LKW-Schlange an der turkmenischen Grenze
Unmittelbar nach der Grenze muss man auf dem Weg nach Turkmenabat über eine Ponton-Brücke fahren – für die man nicht nur in Dollar zur Kasse gebeten wird, sondern auch noch umständliche Formulare ausfüllen muss

Nachdem wir zuletzt mehrere Tage in Buchara verbracht hatten, wollten wir wieder einen Stellplatz in der Natur ansteuern und Turkmenabat schnell hinter uns lassen, zumal es hier augenscheinlich nicht viel zu sehen gab. Allerdings steuerten wir nach über 1000 km ohne offizielle Tankstelle zunächst noch die erste Tankstelle an und konnten glücklicherweise mit US-Dollar zahlen, denn turkmenische Manat hatten wir noch nicht. Später fanden wir heraus, dass dies offiziell nicht erlaubt ist und sogar mit einer Gefängnisstrafe für den Tankwart hätte enden können…. 

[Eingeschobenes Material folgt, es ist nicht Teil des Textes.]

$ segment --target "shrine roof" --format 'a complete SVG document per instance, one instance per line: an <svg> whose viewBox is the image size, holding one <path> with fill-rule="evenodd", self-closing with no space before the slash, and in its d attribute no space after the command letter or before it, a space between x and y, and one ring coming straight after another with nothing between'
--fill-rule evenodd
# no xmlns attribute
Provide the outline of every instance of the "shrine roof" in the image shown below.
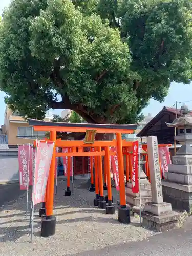
<svg viewBox="0 0 192 256"><path fill-rule="evenodd" d="M138 124L98 124L92 123L63 123L58 122L50 122L47 121L41 121L37 119L28 119L29 124L35 127L36 131L60 131L59 127L64 129L65 131L73 131L81 132L86 132L87 130L95 129L97 132L100 133L129 133L133 132L137 128ZM38 126L38 129L35 126ZM41 126L40 129L40 126ZM58 127L58 128L57 128Z"/></svg>
<svg viewBox="0 0 192 256"><path fill-rule="evenodd" d="M164 106L162 110L159 112L156 116L155 116L153 118L152 118L148 123L142 129L141 131L137 134L137 137L143 137L146 136L147 134L147 131L150 129L153 125L154 125L155 123L160 120L164 115L166 114L176 114L176 109L175 108L172 108L168 106ZM177 109L177 116L178 117L181 116L181 110ZM189 115L192 115L192 112L189 113Z"/></svg>

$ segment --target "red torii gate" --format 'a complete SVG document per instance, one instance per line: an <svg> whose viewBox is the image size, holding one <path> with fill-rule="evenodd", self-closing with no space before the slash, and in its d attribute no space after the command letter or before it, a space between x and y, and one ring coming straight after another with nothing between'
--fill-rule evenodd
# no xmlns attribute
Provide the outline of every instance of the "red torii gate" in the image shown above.
<svg viewBox="0 0 192 256"><path fill-rule="evenodd" d="M41 219L41 234L43 237L48 237L55 233L56 218L53 215L53 201L54 190L54 172L55 167L55 158L58 156L98 156L98 170L99 176L99 189L100 201L103 198L103 184L102 171L102 156L105 156L106 159L105 166L110 166L109 146L113 144L112 141L95 141L93 144L83 143L80 141L62 141L56 139L56 132L84 132L87 131L96 131L100 133L115 133L116 135L116 147L118 161L119 181L120 187L120 206L118 208L118 219L120 222L130 223L130 209L126 207L126 196L125 193L125 183L124 176L124 166L123 159L123 145L121 137L122 133L133 133L137 127L137 124L115 125L115 124L92 124L89 123L60 123L40 121L35 119L28 119L29 124L33 126L34 130L37 131L49 131L50 132L50 140L55 142L51 160L49 178L47 185L46 207L46 216ZM67 145L68 144L68 145ZM97 147L98 151L90 152L77 152L76 147L83 146L88 147ZM72 148L72 152L56 153L56 147L61 146L67 147L68 146ZM101 147L104 147L105 151L101 151ZM110 199L109 198L109 199Z"/></svg>

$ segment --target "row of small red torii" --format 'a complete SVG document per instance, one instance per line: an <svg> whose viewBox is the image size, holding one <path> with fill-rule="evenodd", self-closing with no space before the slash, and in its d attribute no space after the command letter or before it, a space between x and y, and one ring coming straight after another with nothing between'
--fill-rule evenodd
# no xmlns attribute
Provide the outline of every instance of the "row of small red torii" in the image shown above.
<svg viewBox="0 0 192 256"><path fill-rule="evenodd" d="M133 147L133 143L127 142L125 140L122 141L121 138L121 133L133 133L134 130L137 127L136 124L128 125L90 125L90 124L63 124L63 123L58 123L51 122L44 122L33 119L29 119L29 124L33 126L35 131L50 131L50 137L49 141L44 141L44 143L48 144L54 142L53 144L53 152L51 163L50 162L50 169L49 175L49 178L46 187L46 193L45 196L46 202L46 217L42 219L41 222L41 236L47 237L51 234L54 234L55 232L56 219L53 216L53 198L54 198L54 178L55 173L55 159L56 157L71 157L75 156L90 156L90 167L91 175L91 186L94 186L93 182L93 158L94 157L95 162L95 196L94 203L98 201L99 207L99 203L102 205L102 200L103 199L103 181L102 177L102 156L104 157L104 170L105 177L107 180L108 184L108 206L112 206L112 193L111 186L111 174L110 165L110 156L115 156L117 157L117 159L115 159L115 164L118 166L118 172L114 172L117 175L116 184L119 184L120 190L120 206L118 208L118 220L122 223L130 223L129 219L129 209L126 208L126 197L125 193L125 183L124 177L124 166L123 155L125 155L126 157L126 175L127 181L130 179L133 181L133 176L135 175L135 180L134 181L133 189L138 190L139 186L137 185L138 182L138 159L134 158L135 168L132 169L133 162L130 159L131 156L133 155L130 152L130 147ZM56 139L56 131L63 131L67 132L72 132L75 131L77 132L85 132L86 130L90 128L96 128L97 132L112 133L114 132L114 130L116 130L116 139L113 141L95 141L93 144L86 144L82 141L62 141L61 139ZM43 144L44 142L41 141ZM139 150L138 142L135 142L134 154L138 156ZM39 144L40 145L40 144ZM164 146L164 145L163 145ZM56 147L62 147L69 148L68 152L56 152ZM117 153L113 151L110 151L110 148L116 147ZM91 148L89 152L84 152L83 148L88 147ZM77 148L78 152L77 152ZM93 148L94 150L93 151ZM38 147L37 147L38 149ZM70 151L70 152L69 152ZM118 161L117 161L117 160ZM71 157L68 157L68 170L67 170L67 195L69 195L70 192L70 168ZM37 161L36 161L37 162ZM128 165L127 165L128 163ZM128 167L129 166L129 167ZM36 169L35 168L35 169ZM115 170L114 168L113 168ZM117 170L117 169L116 169ZM37 170L37 171L38 171ZM133 173L132 173L133 171ZM118 176L118 177L117 177ZM129 177L129 180L127 178ZM134 176L133 176L134 177ZM134 186L135 183L135 186ZM137 185L136 185L137 184ZM137 191L138 192L138 191ZM69 195L68 195L69 193ZM105 202L106 203L106 202ZM102 207L100 207L102 208ZM130 217L129 217L130 218Z"/></svg>

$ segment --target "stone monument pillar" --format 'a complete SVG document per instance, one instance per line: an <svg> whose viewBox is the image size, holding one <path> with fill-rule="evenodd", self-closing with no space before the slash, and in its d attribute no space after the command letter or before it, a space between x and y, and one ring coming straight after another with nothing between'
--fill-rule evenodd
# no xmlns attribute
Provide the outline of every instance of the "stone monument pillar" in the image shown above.
<svg viewBox="0 0 192 256"><path fill-rule="evenodd" d="M145 204L143 224L158 231L179 227L179 214L163 201L157 137L148 137L147 142L152 202Z"/></svg>
<svg viewBox="0 0 192 256"><path fill-rule="evenodd" d="M187 106L181 108L183 116L166 123L168 127L177 128L177 141L181 147L173 157L172 164L168 166L165 180L162 181L163 197L179 210L192 210L192 115Z"/></svg>
<svg viewBox="0 0 192 256"><path fill-rule="evenodd" d="M143 149L140 148L140 156L146 153ZM152 193L151 190L151 184L146 178L146 175L143 170L143 165L145 161L140 158L140 182L141 184L141 204L144 205L147 202L152 201ZM127 186L125 188L126 202L132 206L136 206L139 210L139 193L134 193L132 192L132 184L131 182L127 183ZM136 210L135 211L135 209ZM133 210L137 211L137 209L133 207Z"/></svg>

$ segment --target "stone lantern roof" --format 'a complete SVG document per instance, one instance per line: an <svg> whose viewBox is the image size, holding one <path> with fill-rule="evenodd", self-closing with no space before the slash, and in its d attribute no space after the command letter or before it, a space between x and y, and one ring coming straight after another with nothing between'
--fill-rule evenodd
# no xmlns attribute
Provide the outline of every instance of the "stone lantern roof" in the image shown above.
<svg viewBox="0 0 192 256"><path fill-rule="evenodd" d="M182 116L176 118L172 123L165 123L168 127L177 128L178 127L192 126L192 116L190 111L187 105L184 104L181 108L181 113Z"/></svg>

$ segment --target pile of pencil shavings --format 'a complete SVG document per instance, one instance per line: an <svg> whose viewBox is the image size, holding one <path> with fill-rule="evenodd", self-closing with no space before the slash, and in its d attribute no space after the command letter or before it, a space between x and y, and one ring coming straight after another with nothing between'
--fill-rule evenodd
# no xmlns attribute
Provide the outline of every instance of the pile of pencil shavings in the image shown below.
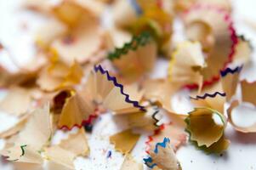
<svg viewBox="0 0 256 170"><path fill-rule="evenodd" d="M1 155L14 165L47 162L75 169L76 157L90 156L88 133L107 112L128 124L109 137L125 156L122 170L141 170L143 163L181 169L175 152L188 142L208 154L222 153L231 142L225 136L228 123L242 133L256 132L256 122L241 127L232 116L242 101L256 105L256 82L239 79L252 48L236 33L228 0L27 0L23 8L48 20L34 37L34 58L16 72L1 67L6 95L0 109L18 119L0 133ZM112 15L107 28L101 22L106 8ZM185 27L181 42L172 38L177 18ZM11 54L4 44L2 52ZM165 77L153 79L160 56L168 69ZM177 113L171 99L184 88L194 110ZM53 144L57 131L71 129ZM151 135L139 162L131 151L144 132Z"/></svg>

Wir fanden noch einen kleinen Supermarkt und deckten uns mit Lebensmitteln ein, hier wechselte ein Mann, der ebenfalls gerade am Einkaufen war, einige Dollar in Manat für uns und zeigte uns den Weg aus der Stadt. Denn trotz Navi hatten wir hier erstmals größere Schwierigkeiten den Weg aus der Stadt zu finden, zumal fast keine Straßenlampe funktionierte und es wirklich finster war. Schlussendlich fanden wir einen Stellplatz unweit der Straße inmitten der Wüste. Beim Abendspaziergang mit Emma hatten wir dann sogar Probleme wieder zurück zum Hänger zu finden, da es stockfinster war und kein Auto oder LKW auf der nahegelegenen Straße fuhr. 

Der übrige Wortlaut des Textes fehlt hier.